Wallaroo.AI
announced a strategic collaboration with Ampere Computing to
create optimized hardware/software solutions that provide reduced energy
consumption, greater efficiency, and lower cost per inference for cloud
artificial intelligence (AI).
Ampere
processors are inherently more energy efficient than traditional AI
accelerators. Now, with an optimized low-code/no-code ML software solution and
customized hardware, putting AI into production in the cloud has never been
easier or more cost-effective (even at cost-per-inference measure) or used less
energy.
"This
Wallaroo.AI/Ampere solution allows enterprises to deploy easily, improve
performance, increase energy efficiency, and balance their ML workloads across
available compute resources much more effectively," said Vid Jain, chief
executive officer of Wallaroo.AI, "all of which is critical to meeting the huge
demand for AI computing resources today also while addressing the
sustainability impact of the explosion in AI."
"Through
this collaboration, Ampere and Wallaroo.AI are combining Cloud Native hardware
and optimized software to make ML production within the cloud much easier and
more energy-efficient," said Jeff
Wittich, Chief Product Officer at Ampere. "That means more enterprises
will be able to turn AI initiatives into business value more quickly."
Breakthrough
Cloud AI Performance
One
of the key advantages of the collaboration is the integration of Ampere's built-in
AI acceleration technology and Wallaroo.AI's highly-efficient Inference Server,
part of the Wallaroo Enterprise Edition platform for production ML.
Benchmarks
have shown as much as a 6x improvement over containerized x86 solutions on
certain models like the open source ResNet-50 model.
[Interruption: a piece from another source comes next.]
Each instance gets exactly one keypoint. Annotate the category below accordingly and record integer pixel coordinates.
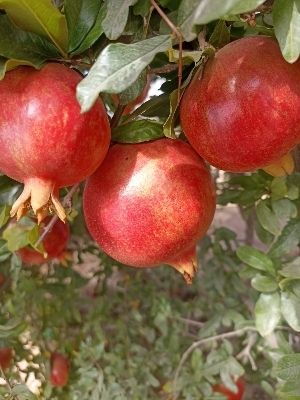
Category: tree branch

Tests were run using an
optimized version of the Wallaroo Enterprise Edition on Dpsv5-series Azure
virtual machines using Arm64 Azure virtual machines using AmpereⓇ Altra 64-bit
processors, however, the optimized solution will also be available for other
cloud platforms.
Benefits
of Energy-Efficient AI
Reduced
Hardware Needs/Costs
- With a $15.7 trillion (U.S.) potential contribution to the global economy by
2030 (PwC), demand for AI has never been higher. However, the graphics
processing units (GPUs) used to train AI models are in high demand. The
quantities required for AI - and especially for large ML models like ChatGPT
and other large language models (LLMs) - mean they are often not a
cost-effective solution for AI/ML. For many enterprises, it is a better
alternative to run software like the highly optimized Wallaroo.AI inference
server, which can cost-efficiently run many AI/ML workloads with similar
performance using currently available, advanced CPUs.
Supporting
Sustainability/ESG Goals - The MIT Technology Review states that one AI
training model uses more energy in a year than 100 U.S. homes. This means
facility costs (power, cooling, etc.) of running GPUs can
severely impact cloud providers as well as the power grid. Many clients of
cloud providers also have environmental, social, governance (ESG) or
sustainability initiatives that would be negatively impacted by large-scale
adoption of AI with GPUs. Using optimized inference solutions on CPUs like the
Ampere Altra Family of
processors, allows organizations to realize greater efficiency for inference
workloads advancing both their need for AI/ML performance while simultaneously
addressing their ESG goals for greater sustainability.